Outside the emergency room entrance at Elmhurst Hospital in Queens, once the epicenter of COVID-19 in New York City.

Brigid Bergin / WNYC

Major primaries begin Saturday in New York City as voters prepare to elect a new mayor for the first time in eight years.

Mayor Bill de Blasio is out late this year on tenure restrictions and with voters voting from a crowded field of would-be successors, the issue of crime and public safety has overtaken COVID-19 as a major voter concern – which is increasing moderated and a stress test for the progressive Left of the city serves.

To date, more than 33,000 city dwellers have died from COVID-19, more than any other major city in the United States. But as virus rates drop and vaccination rates rise, voters in New York City increasingly say crime and public safety are their top concerns, according to a recent poll.
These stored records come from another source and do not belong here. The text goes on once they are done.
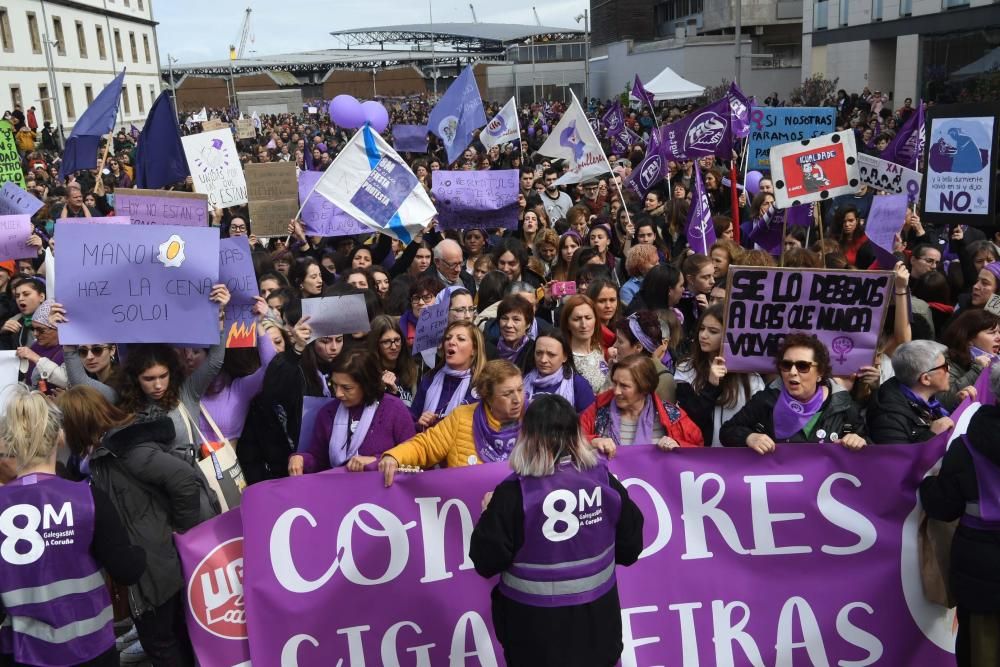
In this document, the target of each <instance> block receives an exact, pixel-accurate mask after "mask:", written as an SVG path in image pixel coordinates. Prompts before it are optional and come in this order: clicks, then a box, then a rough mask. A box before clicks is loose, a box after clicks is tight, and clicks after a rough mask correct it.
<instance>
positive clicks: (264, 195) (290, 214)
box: [246, 162, 299, 236]
mask: <svg viewBox="0 0 1000 667" xmlns="http://www.w3.org/2000/svg"><path fill="white" fill-rule="evenodd" d="M246 178H247V193H248V195H249V199H250V222H251V223H252V225H253V233H254V234H256V235H257V236H282V235H284V234H287V233H288V223H289V221H290V220H291V219H292V218H294V217H295V214H296V213H297V212H298V210H299V189H298V184H297V182H296V180H295V164H293V163H291V162H270V163H265V164H248V165H247V166H246Z"/></svg>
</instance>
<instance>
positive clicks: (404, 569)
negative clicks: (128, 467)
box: [185, 365, 955, 667]
mask: <svg viewBox="0 0 1000 667" xmlns="http://www.w3.org/2000/svg"><path fill="white" fill-rule="evenodd" d="M772 368H773V365H772ZM944 447H945V442H944V440H943V438H942V439H935V440H933V441H931V442H927V443H921V444H917V445H879V446H877V447H873V446H870V447H868V448H866V449H865V450H863V451H861V452H852V451H848V450H847V449H846V448H844V447H842V446H840V445H831V444H812V445H792V444H784V443H783V444H779V445H778V447H777V449H776V451H775V452H774V453H773V454H770V455H768V456H767V457H765V458H761V457H760V456H759V455H758V454H756V453H754V452H752V451H750V450H749V449H747V448H733V449H729V448H724V449H719V448H703V449H682V450H681V451H680V452H676V453H672V454H664V453H663V452H659V451H657V450H655V449H654V448H653V447H649V446H643V445H637V446H633V447H623V448H621V449H619V451H618V455H617V456H616V457H615V458H614V460H612V461H611V463H610V470H611V472H612V473H614V474H615V475H616V476H617V477H618V479H620V480H621V483H622V484H623V485H624V486H625V487H626V488H627V489H628V490H629V494H630V496H631V498H632V500H633V501H634V502H635V503H636V504H637V505H638V506H639V509H640V510H641V512H642V514H643V516H644V519H645V521H644V529H643V546H644V551H643V553H642V555H641V557H640V558H639V560H638V562H636V563H635V564H634V565H632V566H631V567H618V568H617V571H616V576H617V581H618V588H619V595H620V597H621V611H622V617H623V623H622V637H621V641H622V642H623V645H624V650H623V653H622V657H621V663H622V664H623V665H680V664H682V663H683V664H691V665H693V664H702V665H721V664H729V665H751V664H753V665H792V664H829V665H835V664H837V662H838V660H840V661H842V662H844V661H846V660H851V661H853V662H856V663H858V664H863V663H868V664H876V663H877V664H885V665H919V666H920V667H947V666H949V665H954V662H955V658H954V656H953V655H952V654H951V653H950V652H949V649H948V648H944V647H948V646H950V645H952V644H954V635H953V634H952V632H953V630H952V627H953V626H952V622H951V621H952V619H953V618H954V614H953V613H949V612H948V610H946V609H944V608H942V607H938V606H936V605H933V604H932V603H930V602H927V601H926V600H925V599H924V597H923V593H922V589H921V583H920V582H921V580H920V566H919V559H918V553H917V551H918V550H917V549H916V547H915V545H916V544H917V533H918V523H919V522H918V520H917V519H918V512H917V501H916V495H917V487H918V485H919V484H920V481H921V479H922V477H923V476H924V474H925V473H926V472H927V471H928V470H929V469H930V468H931V466H932V465H934V463H935V462H936V461H937V460H939V459H940V458H941V456H942V455H943V454H944ZM776 471H780V472H781V473H782V474H780V475H779V474H777V472H776ZM509 475H510V467H509V466H508V465H506V464H491V465H474V466H469V467H465V468H452V469H446V470H429V471H426V472H422V473H419V474H410V475H407V474H398V475H397V476H396V481H395V483H394V484H393V486H392V487H390V488H388V489H387V488H384V484H383V482H382V477H381V475H379V474H377V473H337V472H332V471H331V472H323V473H318V474H313V475H305V476H302V477H296V478H294V479H282V480H274V481H270V482H264V483H261V484H255V485H253V486H251V487H249V488H248V489H247V490H246V493H245V494H244V496H243V504H242V510H241V511H242V514H243V516H244V517H247V520H246V521H245V522H244V524H243V531H244V545H243V546H244V553H243V559H244V564H245V570H243V571H242V574H243V575H244V577H243V594H244V598H243V601H244V602H245V607H246V611H247V612H248V613H247V614H246V620H247V630H248V632H247V633H246V634H247V635H248V637H249V643H250V655H251V659H252V660H253V663H254V664H255V665H280V664H282V656H285V657H286V658H288V659H289V660H290V659H291V656H295V659H296V664H298V665H299V666H300V667H318V666H321V665H322V666H324V667H325V666H327V665H334V664H336V663H337V660H338V659H340V660H343V663H344V664H350V665H361V664H368V665H374V664H379V665H381V664H385V665H390V664H422V665H447V664H449V662H455V660H454V657H455V656H462V657H461V658H459V659H458V660H457V662H456V664H466V665H472V664H475V665H497V664H503V656H502V653H501V650H500V648H499V646H498V645H497V642H496V640H495V638H494V636H493V631H492V629H493V628H492V623H491V622H490V590H491V589H492V588H493V586H494V585H495V582H496V579H495V578H494V579H484V578H482V577H480V576H479V575H477V574H476V572H475V571H474V570H473V563H472V561H471V560H470V559H469V558H468V553H469V547H468V540H469V536H470V535H471V533H472V529H473V526H474V525H475V522H476V519H477V518H478V517H479V515H480V503H481V501H482V498H483V494H484V493H485V492H486V491H489V490H492V489H493V488H494V487H495V485H496V484H498V483H499V482H500V481H502V480H503V479H504V478H505V477H507V476H509ZM887 479H892V480H893V483H892V484H886V483H885V481H886V480H887ZM576 511H579V512H582V510H576ZM576 511H573V512H570V513H569V514H570V515H571V516H574V517H575V516H576ZM210 523H211V522H210ZM199 528H201V527H199ZM227 539H235V538H234V537H233V536H231V534H229V533H226V534H224V535H220V536H219V540H220V541H224V540H227ZM234 544H235V542H234ZM202 551H207V549H203V550H202ZM233 562H234V559H233V558H232V557H230V558H229V559H223V560H222V561H221V562H220V563H219V564H216V565H214V567H212V568H207V569H199V570H197V571H198V572H199V574H200V575H202V576H199V577H192V576H190V575H189V576H188V581H189V582H192V583H189V585H188V590H191V589H193V588H194V587H195V586H196V585H198V584H202V583H208V584H209V585H210V586H211V585H214V584H215V582H216V581H219V580H220V579H217V578H216V577H222V576H223V575H224V574H225V573H227V572H232V573H237V574H238V573H240V569H239V568H238V567H235V566H233V567H231V569H228V570H227V568H226V564H227V563H233ZM220 570H221V571H220ZM779 571H780V573H781V574H780V576H770V577H768V576H762V575H761V573H762V572H779ZM185 572H186V573H187V572H190V568H189V567H187V566H185ZM664 572H669V573H671V576H668V577H665V576H663V573H664ZM210 575H211V576H210ZM206 580H207V581H206ZM221 580H222V581H225V578H224V577H223V578H222V579H221ZM831 582H836V585H831ZM229 588H235V586H233V585H230V586H229ZM208 590H212V591H214V592H215V593H217V595H213V596H212V598H211V602H210V603H209V604H207V605H205V604H199V605H198V606H197V607H196V608H195V610H194V615H195V617H196V618H197V617H205V616H207V614H205V611H206V610H205V607H208V608H209V609H212V608H213V605H215V604H217V603H219V602H222V601H225V600H227V599H232V598H231V596H230V595H229V593H230V592H231V591H229V590H226V591H224V592H222V591H219V589H218V588H214V589H213V588H211V587H209V588H208ZM195 600H197V598H195ZM207 601H208V600H206V602H207ZM748 619H749V621H748ZM220 634H222V633H220ZM232 634H234V635H235V634H236V633H235V632H234V633H232ZM223 636H225V637H228V636H230V634H229V633H226V634H224V635H223ZM203 638H204V639H208V640H212V638H211V637H209V636H203ZM234 639H236V638H235V637H234ZM215 643H216V644H219V642H218V641H215ZM229 644H232V645H234V646H233V648H234V649H236V648H237V647H238V646H239V645H240V643H239V642H237V641H230V642H229ZM197 646H198V652H199V658H200V661H201V663H202V664H205V665H233V664H236V663H237V659H236V658H231V655H232V654H228V655H226V656H225V657H226V659H225V660H223V659H221V658H222V656H220V657H219V658H218V659H213V657H214V655H213V654H205V653H203V652H202V650H201V644H200V643H199V644H197ZM230 658H231V659H230ZM286 664H291V663H289V662H288V661H287V660H286ZM844 664H846V662H845V663H844Z"/></svg>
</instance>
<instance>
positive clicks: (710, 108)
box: [660, 98, 733, 160]
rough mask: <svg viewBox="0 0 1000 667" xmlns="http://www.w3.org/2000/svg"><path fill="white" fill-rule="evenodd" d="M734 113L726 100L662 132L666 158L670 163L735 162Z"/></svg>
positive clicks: (704, 110) (727, 98)
mask: <svg viewBox="0 0 1000 667" xmlns="http://www.w3.org/2000/svg"><path fill="white" fill-rule="evenodd" d="M731 116H732V109H731V107H730V105H729V99H728V98H723V99H721V100H719V101H717V102H713V103H712V104H709V105H708V106H705V107H702V108H701V109H698V110H697V111H695V112H693V113H690V114H688V115H687V116H686V117H685V118H682V119H681V120H679V121H677V122H675V123H671V124H670V125H665V126H663V127H662V128H660V132H661V137H660V139H661V141H662V144H661V146H662V150H663V155H664V157H665V158H667V159H668V160H694V159H697V158H699V157H703V156H705V155H714V156H716V157H719V158H722V159H724V160H729V159H731V158H732V153H733V132H732V126H731V124H730V122H729V120H730V117H731Z"/></svg>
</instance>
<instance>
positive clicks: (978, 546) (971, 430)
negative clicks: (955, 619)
mask: <svg viewBox="0 0 1000 667" xmlns="http://www.w3.org/2000/svg"><path fill="white" fill-rule="evenodd" d="M998 430H1000V407H995V406H988V405H984V406H983V407H981V408H979V410H978V411H977V412H976V414H974V415H973V416H972V419H971V420H970V422H969V430H968V432H967V433H966V435H967V437H968V442H970V443H971V444H972V446H973V447H975V448H976V450H977V451H978V452H979V453H981V454H983V455H984V456H985V457H986V458H987V459H989V461H990V462H991V463H993V464H994V465H1000V439H998V438H997V435H996V434H997V431H998ZM978 500H979V484H978V478H977V477H976V470H975V467H974V465H973V461H972V456H971V455H970V454H969V450H968V449H967V446H966V443H965V441H964V440H962V439H959V440H956V441H955V442H953V443H952V445H951V447H949V448H948V452H947V453H946V454H945V455H944V461H943V462H942V464H941V472H940V473H938V475H936V476H934V477H928V478H927V479H925V480H924V481H923V482H922V483H921V485H920V502H921V504H922V505H923V507H924V509H925V510H926V511H927V515H928V516H930V517H931V518H933V519H939V520H941V521H954V520H955V519H958V518H959V517H961V516H962V514H964V513H965V504H966V503H967V502H977V501H978ZM949 578H950V580H951V588H952V593H953V594H954V595H955V600H956V602H957V603H958V606H959V608H963V609H965V610H966V611H970V612H978V613H990V614H995V613H997V612H1000V531H996V530H978V529H975V528H970V527H968V526H963V525H961V524H959V526H958V530H956V531H955V539H954V541H953V542H952V545H951V572H950V577H949Z"/></svg>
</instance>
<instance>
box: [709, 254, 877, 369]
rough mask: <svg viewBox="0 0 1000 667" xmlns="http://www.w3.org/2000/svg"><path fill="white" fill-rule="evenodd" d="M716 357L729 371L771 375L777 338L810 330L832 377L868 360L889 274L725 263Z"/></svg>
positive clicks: (860, 366) (875, 348) (776, 341)
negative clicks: (745, 265) (724, 361)
mask: <svg viewBox="0 0 1000 667" xmlns="http://www.w3.org/2000/svg"><path fill="white" fill-rule="evenodd" d="M726 285H727V294H726V314H725V319H726V321H725V322H724V323H723V328H724V330H725V335H724V336H723V340H722V356H723V357H725V359H726V368H728V369H729V371H730V372H733V373H773V372H774V371H775V354H777V352H778V346H779V345H780V344H781V341H782V339H783V338H784V337H785V336H786V335H787V334H790V333H793V332H804V333H812V334H815V335H816V337H817V338H819V339H820V340H821V341H822V342H823V343H825V344H826V346H827V347H828V348H829V349H830V360H831V361H832V362H833V374H834V375H851V374H852V373H855V372H856V371H857V370H858V369H859V368H861V367H862V366H870V365H871V364H872V362H873V360H874V359H875V351H876V348H877V346H878V335H879V332H880V331H881V330H882V323H883V321H884V320H885V311H886V307H887V306H888V304H889V303H891V298H892V295H891V290H892V273H890V272H887V271H828V270H819V269H798V268H796V269H778V268H757V267H746V266H731V267H729V277H728V280H727V282H726Z"/></svg>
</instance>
The number of shootings has increased 77% since the start of the year, including a number of recent high profile incidents. Last weekend, a gunman targeted a house in Queens, killing a 10-year-old boy. A few weeks earlier, a four-year-old was injured by stray bullets on a Saturday afternoon in Times Square.

“If the city can’t stop the shootings in Times Square, what does that say about what is going on in black and brown communities across our city where we are underinvesting and we know gun violence is higher?” said Andrew Yang, the former Democratic presidential candidate who is now a leading Democratic mayoral candidate.
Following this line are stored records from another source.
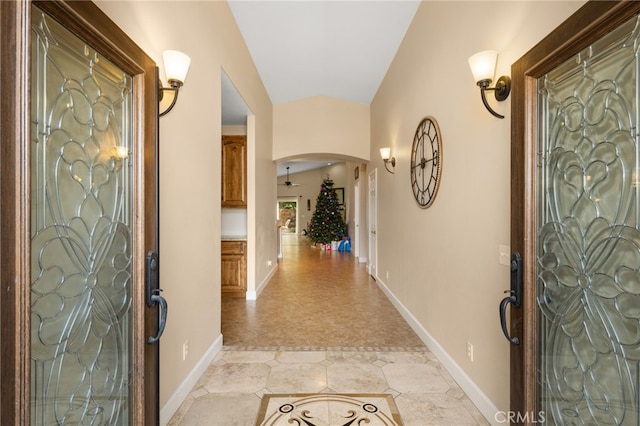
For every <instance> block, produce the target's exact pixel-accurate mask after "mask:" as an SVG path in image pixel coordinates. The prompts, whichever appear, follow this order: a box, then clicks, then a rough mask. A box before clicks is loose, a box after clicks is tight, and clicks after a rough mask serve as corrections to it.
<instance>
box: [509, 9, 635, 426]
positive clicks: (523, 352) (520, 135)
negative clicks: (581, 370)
mask: <svg viewBox="0 0 640 426" xmlns="http://www.w3.org/2000/svg"><path fill="white" fill-rule="evenodd" d="M638 13H640V2H637V1H621V2H614V1H590V2H588V3H586V4H585V5H584V6H583V7H582V8H580V9H579V10H578V11H576V13H574V14H573V15H572V16H571V17H569V18H568V19H567V20H566V21H565V22H563V23H562V24H561V25H560V26H559V27H558V28H556V29H555V30H554V31H553V32H551V33H550V34H549V35H548V36H547V37H545V38H544V39H543V40H542V41H541V42H540V43H539V44H537V45H536V46H535V47H534V48H533V49H531V50H530V51H529V52H528V53H526V54H525V55H524V56H523V57H522V58H520V59H519V60H518V61H517V62H515V63H514V64H513V65H512V67H511V79H512V98H511V249H512V250H513V251H514V252H519V253H520V254H521V255H522V259H523V266H524V268H523V279H524V294H523V305H522V308H521V309H512V311H511V324H510V329H511V330H510V332H511V335H512V336H519V337H520V341H521V344H520V345H518V346H516V345H511V354H510V356H511V407H510V408H511V411H513V412H514V413H519V414H520V416H517V417H516V418H518V419H520V420H521V421H520V422H518V423H528V424H530V423H534V422H535V420H536V416H535V413H536V410H537V406H536V404H537V403H536V392H537V390H536V270H535V265H536V223H535V210H534V209H535V171H536V170H535V159H536V136H537V118H536V117H537V114H536V113H537V107H536V102H537V92H536V81H537V78H539V77H541V76H543V75H544V74H545V73H547V72H549V71H551V70H552V69H554V68H555V67H556V66H558V65H560V64H561V63H563V62H564V61H566V60H567V59H569V58H570V57H571V56H573V55H575V54H576V53H578V52H579V51H580V50H582V49H584V48H586V47H588V46H589V45H590V44H592V43H593V42H595V41H596V40H598V39H599V38H600V37H602V36H603V35H604V34H606V33H608V32H609V31H611V30H612V29H614V28H615V27H617V26H618V25H620V24H621V23H623V22H624V21H626V20H627V19H629V18H631V17H632V16H634V15H636V14H638ZM527 413H529V415H528V416H527Z"/></svg>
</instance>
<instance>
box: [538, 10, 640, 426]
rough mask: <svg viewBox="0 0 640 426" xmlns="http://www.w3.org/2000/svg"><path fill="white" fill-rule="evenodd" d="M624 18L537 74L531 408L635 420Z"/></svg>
mask: <svg viewBox="0 0 640 426" xmlns="http://www.w3.org/2000/svg"><path fill="white" fill-rule="evenodd" d="M639 41H640V29H639V27H638V22H637V19H636V18H634V19H632V20H631V21H628V22H627V23H625V24H624V25H622V26H620V27H619V28H618V29H616V30H615V31H613V32H611V33H609V34H607V35H606V36H604V37H603V38H602V39H601V40H599V41H598V42H597V43H595V44H593V45H592V46H590V47H589V48H587V49H585V50H583V51H582V52H580V53H579V54H578V55H576V56H574V57H573V58H571V59H570V60H569V61H567V62H566V63H564V64H562V65H560V66H558V67H557V68H556V69H554V70H553V71H551V72H550V73H548V74H546V75H545V76H543V77H542V78H540V79H539V80H538V89H539V102H538V105H539V108H540V110H539V111H538V117H539V129H538V130H539V137H538V159H539V161H538V173H537V174H538V176H537V182H538V184H537V185H538V188H537V220H538V224H537V226H538V228H537V230H538V241H537V305H538V314H537V318H538V339H537V340H538V348H537V353H538V357H537V358H538V365H537V385H538V404H539V410H540V411H541V412H543V413H544V414H543V415H544V417H545V419H546V422H548V423H549V424H571V425H594V424H597V425H637V424H638V422H640V417H639V411H638V410H640V402H639V400H640V368H639V363H640V217H639V216H640V210H639V206H638V202H639V200H638V195H639V193H638V191H639V190H640V186H639V185H640V155H639V147H638V130H639V129H638V113H639V112H638V99H639V97H638V87H639V85H638V79H639V76H640V67H639V66H638V65H639V63H638V59H639V58H638V46H639V45H638V43H639Z"/></svg>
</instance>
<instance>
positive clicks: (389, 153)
mask: <svg viewBox="0 0 640 426" xmlns="http://www.w3.org/2000/svg"><path fill="white" fill-rule="evenodd" d="M380 157H382V159H383V160H388V159H389V158H390V157H391V148H380Z"/></svg>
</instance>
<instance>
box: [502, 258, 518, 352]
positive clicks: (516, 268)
mask: <svg viewBox="0 0 640 426" xmlns="http://www.w3.org/2000/svg"><path fill="white" fill-rule="evenodd" d="M505 293H509V296H507V297H505V298H504V299H502V301H501V302H500V326H501V327H502V333H503V334H504V337H506V338H507V340H508V341H509V342H510V343H511V344H513V345H519V344H520V339H519V338H518V337H511V336H510V335H509V329H508V327H507V307H508V306H509V305H513V307H515V308H520V306H522V257H521V256H520V253H518V252H516V253H513V255H512V256H511V290H506V291H505Z"/></svg>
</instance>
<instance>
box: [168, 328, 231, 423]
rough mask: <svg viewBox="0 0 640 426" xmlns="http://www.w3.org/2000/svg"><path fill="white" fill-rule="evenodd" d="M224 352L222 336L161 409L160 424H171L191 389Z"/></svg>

He’s going head to head with Eric Adams, a former New York City police captain who currently serves as the president of the Brooklyn borough.

Both are against cuts in the NYPD. Her more moderate stance on policing is shared by Kathryn Garcia, most recently the city’s sanitary officer, endorsed by both the New York Times and the New York Daily News.
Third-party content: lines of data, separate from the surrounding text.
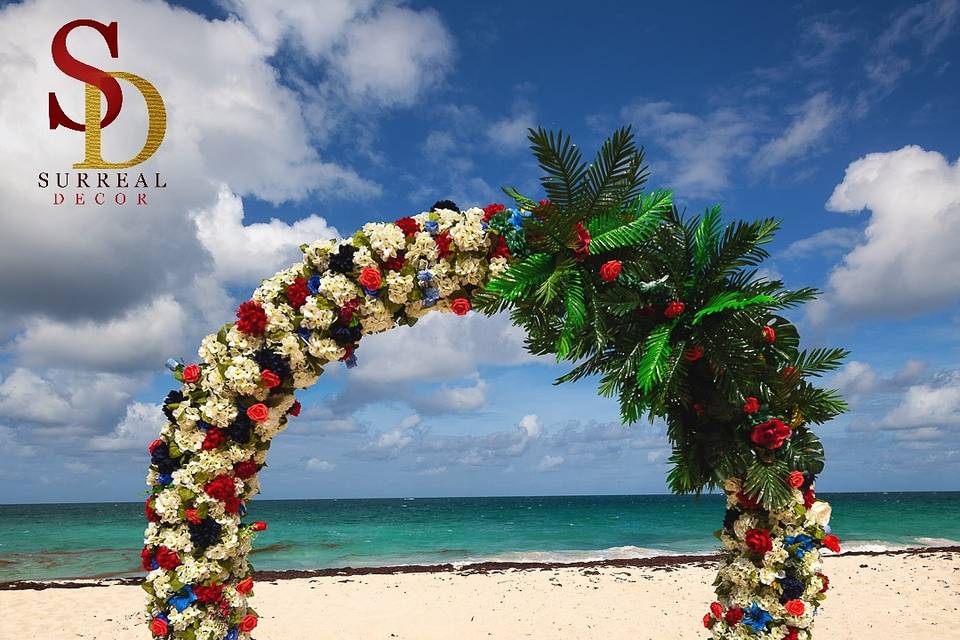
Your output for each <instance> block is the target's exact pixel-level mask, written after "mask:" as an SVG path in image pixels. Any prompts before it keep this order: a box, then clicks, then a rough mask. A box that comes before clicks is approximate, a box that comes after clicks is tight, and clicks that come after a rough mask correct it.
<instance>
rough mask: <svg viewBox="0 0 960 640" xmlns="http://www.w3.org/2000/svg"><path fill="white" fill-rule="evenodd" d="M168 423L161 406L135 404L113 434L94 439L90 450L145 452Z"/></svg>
mask: <svg viewBox="0 0 960 640" xmlns="http://www.w3.org/2000/svg"><path fill="white" fill-rule="evenodd" d="M166 422H167V420H166V417H165V416H164V415H163V412H162V411H161V407H160V405H158V404H150V403H145V402H133V403H131V404H130V405H129V406H128V407H127V413H126V415H125V416H124V417H123V420H121V421H120V423H119V424H118V425H117V426H116V427H115V428H114V430H113V432H111V433H109V434H106V435H101V436H96V437H94V438H92V439H91V440H90V444H89V448H90V449H93V450H94V451H138V450H145V449H146V447H147V444H148V443H149V442H150V441H152V440H153V439H154V438H156V437H157V434H158V433H159V432H160V429H161V428H163V425H164V424H166Z"/></svg>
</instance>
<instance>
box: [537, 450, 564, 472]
mask: <svg viewBox="0 0 960 640" xmlns="http://www.w3.org/2000/svg"><path fill="white" fill-rule="evenodd" d="M561 464H563V456H555V455H551V454H547V455H545V456H543V457H542V458H540V462H538V463H537V466H536V470H537V471H549V470H551V469H555V468H557V467H559V466H560V465H561Z"/></svg>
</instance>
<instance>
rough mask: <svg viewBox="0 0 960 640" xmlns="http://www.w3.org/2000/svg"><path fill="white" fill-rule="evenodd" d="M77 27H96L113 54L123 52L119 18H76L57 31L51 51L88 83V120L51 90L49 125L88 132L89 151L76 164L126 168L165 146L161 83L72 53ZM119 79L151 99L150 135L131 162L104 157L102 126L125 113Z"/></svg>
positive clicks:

On her collective left is Maya Wiley, a civil rights attorney and former member of the de Blasio administration. She calls for $ 1 billion to be removed from the NYPD’s $ 6 billion budget and reinvested in communities hardest hit by gun violence.

It got a big boost last weekend when New York Congresswoman Alexandria Ocasio-Cortez said the left must unite and support it. “At the end of the day we have to pull this ballot up and fill it in and I’ll put Maya number 1,” Ocasio-Cortez said.

This reference to “Number 1” was an allusion to the new ranked voting system, which will undergo its first city-wide test in this area code, allowing voters to rate up to five candidates in the order of their preference. The voters accepted the new system through a referendum in 2019.

As the candidates pitch, 79-year-old voter Jose Martinez said he wanted someone focused on curbing gun violence. “The police should be tougher. Everyone here has a gun.”

He was among voters who passed Elmhurst Hospital in Queens, the epicenter of the city’s COVID-19 pandemic, on Monday to tell NPR of their concerns about police issues.

At the height of the protests against police brutality last summer, some reform activists made a major push to slash the NYPD’s budget. These cuts were never fully implemented, but the debate on police funding remains very active.

“I think it was a very unfortunate phrase to ‘debilitate the police’. I would be very against that, “said Nancy Davis, who moved to the city from Ohio 50 years ago.” I love to see them, and I think most New Yorkers do too, “she added.

“I think we should take some pressure off the police,” said Mohamed Rahmen, 19. “I have the feeling that a lot of people are too radical with this, as if they want to cut the NYPD budget in half or something,” he said. “I’m not really for that.”